White House expected to name monkeypox coordinator
By Kaitlan Collins and Maegan Vazquez, CNN
(CNN) -- The White House is working on naming a monkeypox coordinator as they prepare for the possibility of more cases emerging within the United States.
Two sources familiar with the internal discussions told CNN that Biden officials are working on naming a coordinator, but they have not yet settled on an individual to help coordinate the federal government's response to the outbreak.
The Washington Post first reported the internal discussions about a coordinator.
Efforts to name a coordinator comes two months after the US' first monkeypox case was confirmed. Now, the total number of cases in the US has risen to about 2,900.

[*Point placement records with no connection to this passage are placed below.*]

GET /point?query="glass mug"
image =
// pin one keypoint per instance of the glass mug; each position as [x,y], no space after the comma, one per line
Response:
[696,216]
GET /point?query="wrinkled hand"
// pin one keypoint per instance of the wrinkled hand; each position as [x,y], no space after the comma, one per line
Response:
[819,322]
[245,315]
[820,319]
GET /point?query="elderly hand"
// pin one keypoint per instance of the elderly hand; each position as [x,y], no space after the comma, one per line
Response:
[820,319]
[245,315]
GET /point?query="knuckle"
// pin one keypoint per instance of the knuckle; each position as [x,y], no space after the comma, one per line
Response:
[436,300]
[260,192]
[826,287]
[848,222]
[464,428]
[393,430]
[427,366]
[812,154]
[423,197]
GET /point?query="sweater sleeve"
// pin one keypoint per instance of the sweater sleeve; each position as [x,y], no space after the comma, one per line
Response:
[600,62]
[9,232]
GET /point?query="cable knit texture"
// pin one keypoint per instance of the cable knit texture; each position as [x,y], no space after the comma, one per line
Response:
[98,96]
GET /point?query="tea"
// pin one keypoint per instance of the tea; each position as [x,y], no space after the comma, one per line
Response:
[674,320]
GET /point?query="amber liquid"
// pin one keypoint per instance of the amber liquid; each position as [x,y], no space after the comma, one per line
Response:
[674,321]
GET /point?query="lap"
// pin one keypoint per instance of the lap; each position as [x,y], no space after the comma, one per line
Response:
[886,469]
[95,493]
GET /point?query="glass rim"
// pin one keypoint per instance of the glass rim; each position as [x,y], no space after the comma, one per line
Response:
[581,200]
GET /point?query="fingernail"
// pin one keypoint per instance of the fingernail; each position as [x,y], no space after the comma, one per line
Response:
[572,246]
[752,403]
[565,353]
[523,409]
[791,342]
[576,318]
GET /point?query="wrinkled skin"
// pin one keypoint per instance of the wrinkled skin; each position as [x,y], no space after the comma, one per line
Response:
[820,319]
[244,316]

Dr. Ashish Jha, the White House Covid coordinator, told reporters during Monday's White House press briefing that more cases may pop up as testing becomes more easily available.

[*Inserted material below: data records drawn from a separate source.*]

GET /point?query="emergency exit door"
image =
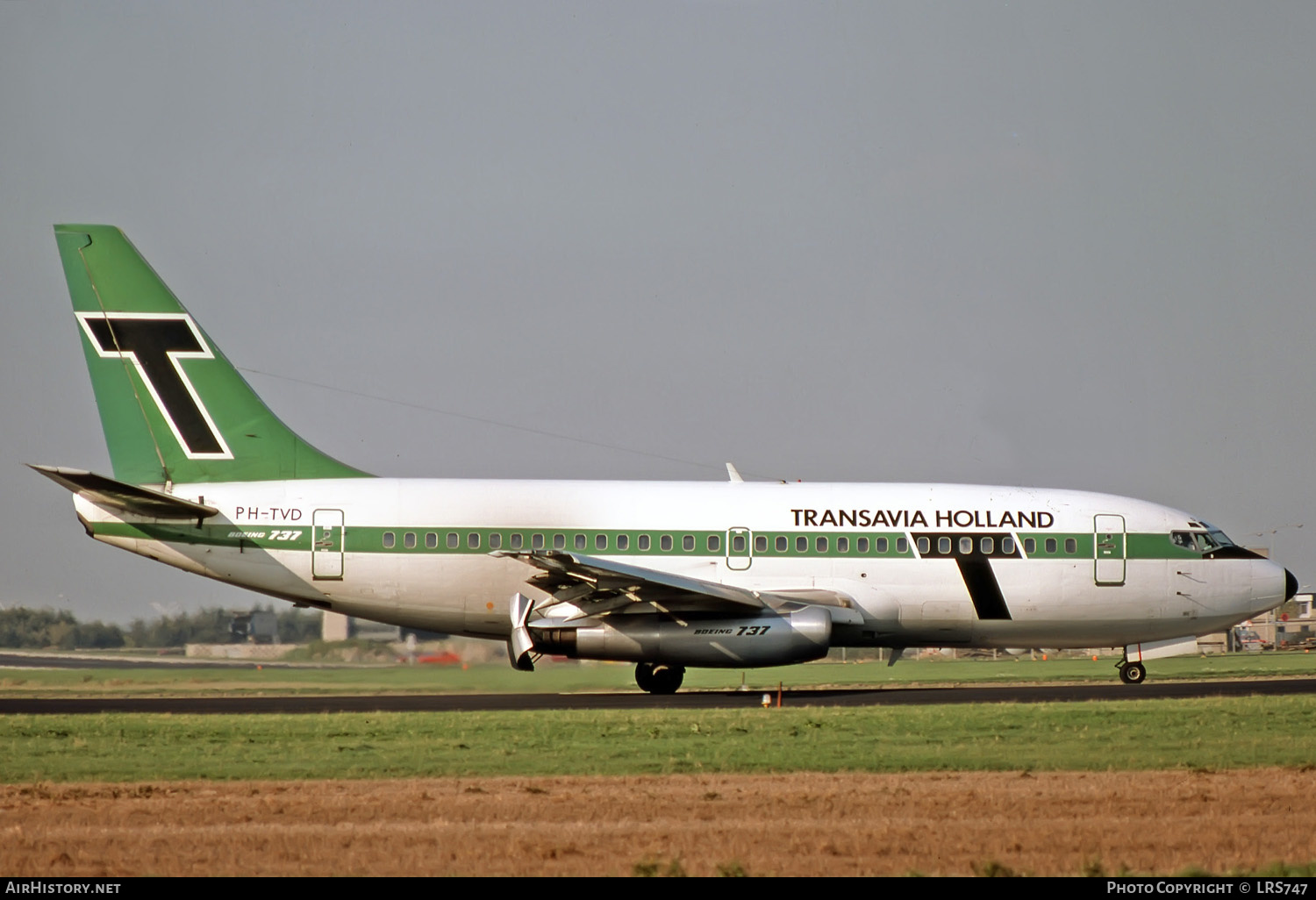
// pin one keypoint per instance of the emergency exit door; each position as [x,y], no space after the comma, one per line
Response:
[1108,542]
[326,544]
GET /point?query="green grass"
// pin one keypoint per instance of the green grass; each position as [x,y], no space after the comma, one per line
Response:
[558,678]
[1139,734]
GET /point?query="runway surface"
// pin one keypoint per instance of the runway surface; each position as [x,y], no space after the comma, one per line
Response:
[886,696]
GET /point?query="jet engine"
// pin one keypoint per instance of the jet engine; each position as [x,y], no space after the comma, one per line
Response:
[765,639]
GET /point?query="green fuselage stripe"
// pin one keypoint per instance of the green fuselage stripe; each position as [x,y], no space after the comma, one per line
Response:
[476,541]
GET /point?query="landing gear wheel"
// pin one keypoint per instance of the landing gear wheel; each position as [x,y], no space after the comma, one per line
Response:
[658,678]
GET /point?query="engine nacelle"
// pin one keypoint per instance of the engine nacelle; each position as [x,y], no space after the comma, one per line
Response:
[766,639]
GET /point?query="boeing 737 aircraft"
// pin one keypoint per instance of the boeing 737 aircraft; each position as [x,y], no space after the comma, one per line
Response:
[662,574]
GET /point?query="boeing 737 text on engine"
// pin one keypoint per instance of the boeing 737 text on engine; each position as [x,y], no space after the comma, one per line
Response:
[662,574]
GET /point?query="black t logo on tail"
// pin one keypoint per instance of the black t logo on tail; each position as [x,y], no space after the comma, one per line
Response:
[154,344]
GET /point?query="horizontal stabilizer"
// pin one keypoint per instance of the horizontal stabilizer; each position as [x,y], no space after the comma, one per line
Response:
[128,497]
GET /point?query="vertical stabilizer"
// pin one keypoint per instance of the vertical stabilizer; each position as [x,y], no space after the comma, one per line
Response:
[173,407]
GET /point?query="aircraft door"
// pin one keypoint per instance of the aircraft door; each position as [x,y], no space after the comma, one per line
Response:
[740,549]
[326,544]
[1108,544]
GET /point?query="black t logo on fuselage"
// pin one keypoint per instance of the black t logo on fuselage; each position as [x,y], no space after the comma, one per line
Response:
[154,344]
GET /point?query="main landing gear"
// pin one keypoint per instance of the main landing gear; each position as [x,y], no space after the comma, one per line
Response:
[1132,673]
[660,678]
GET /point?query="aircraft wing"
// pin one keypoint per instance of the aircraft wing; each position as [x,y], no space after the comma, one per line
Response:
[599,586]
[123,496]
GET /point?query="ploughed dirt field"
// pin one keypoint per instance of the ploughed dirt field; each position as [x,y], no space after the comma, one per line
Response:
[805,824]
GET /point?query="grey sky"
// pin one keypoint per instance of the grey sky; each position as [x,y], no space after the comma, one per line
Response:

Jha said the US has ramped up testing access since early cases of monkeypox emerged -- going from capacity for 6,000 tests per week to 80,000 tests per week. And he told CNN during the White House press briefing that he does not believe lower monkeypox testing capacity early on was a major limitation, but that one of the challenges was making it easier for providers to order a test.
But he also underscored that as more testing options come online, he "would not be surprised if we see an increase in cases as testing becomes more robust."

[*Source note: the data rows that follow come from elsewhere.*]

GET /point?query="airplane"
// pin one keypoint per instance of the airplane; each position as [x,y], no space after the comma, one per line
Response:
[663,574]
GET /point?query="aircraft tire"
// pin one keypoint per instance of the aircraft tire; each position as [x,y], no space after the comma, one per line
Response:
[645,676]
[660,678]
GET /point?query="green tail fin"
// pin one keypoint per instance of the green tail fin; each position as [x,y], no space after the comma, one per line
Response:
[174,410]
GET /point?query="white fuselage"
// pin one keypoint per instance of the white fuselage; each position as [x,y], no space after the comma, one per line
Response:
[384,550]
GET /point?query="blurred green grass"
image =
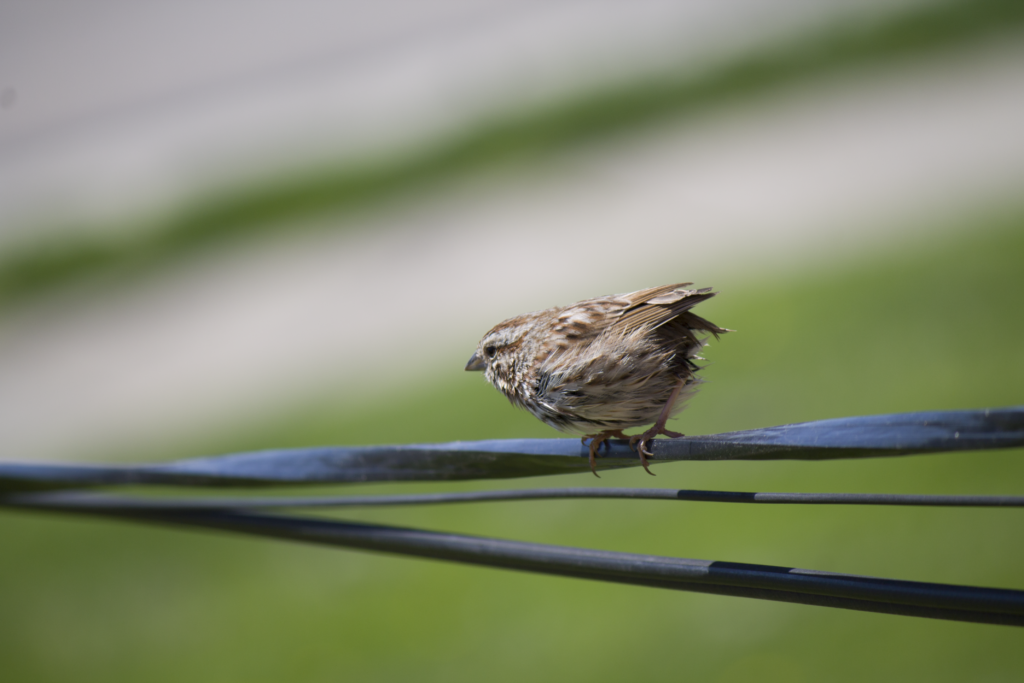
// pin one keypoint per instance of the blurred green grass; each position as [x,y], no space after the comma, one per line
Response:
[932,325]
[280,205]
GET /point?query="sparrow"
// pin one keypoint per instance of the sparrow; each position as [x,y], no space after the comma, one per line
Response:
[604,365]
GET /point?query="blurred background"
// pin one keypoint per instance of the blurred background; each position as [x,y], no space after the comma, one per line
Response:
[237,225]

"That's a very normal part of any outbreak response ... that as testing ramps up, you tend to see an increase in cases because people can identify it," he continued.
Over the weekend, the World Health Organization declared monkeypox a public health emergency of international concern.
Jha said the WHO's declaration "will allow the United States and other partners to better collaborate, to share data and to get critical information out to high-risk communities."
So far, monkeypox has not been declared a public health emergency in the US. US health officials said over the weekend that the US is still assessing the situation. US Health and Human Services Secretary Xavier Becerra said in a statement Saturday the US is "determined to accelerate our response in the days ahead."
The US government has shipped 300,000 monkeypox vaccines to US states and territories as of last Friday afternoon. Jha said on Monday that the US Food and Drug Administration is working to finalize approval for some 800,000 additional doses.
Jha suggested use of the Defense Production Act remains on the table for consideration when it comes to producing the monkeypox vaccine.
"We're looking at the company that makes it. We're looking at their ability to produce more. We're talking to them about contract manufacturing in the United States and being able to produce more vaccines here," he said. "So we're looking at a whole range of options. Obviously, if other tools that the federal government has at its disposal are helpful, we will not be shy about invoking those tools. But right now, we are looking at these sets of factors to see how much more vaccine can we get in the United States."
Jha said the administration is working to make it easier for medical providers to access doses of the antiviral medication, TPOXX, that are currently in the national stockpile.
"We have 1.3 million doses of TPOXX -- the treatment for smallpox, it can also be used for monkeypox -- in our stockpile. And we are working day and night to make access to that treatment easier for providers around the country," Jha said.
This story has been updated with additional developments.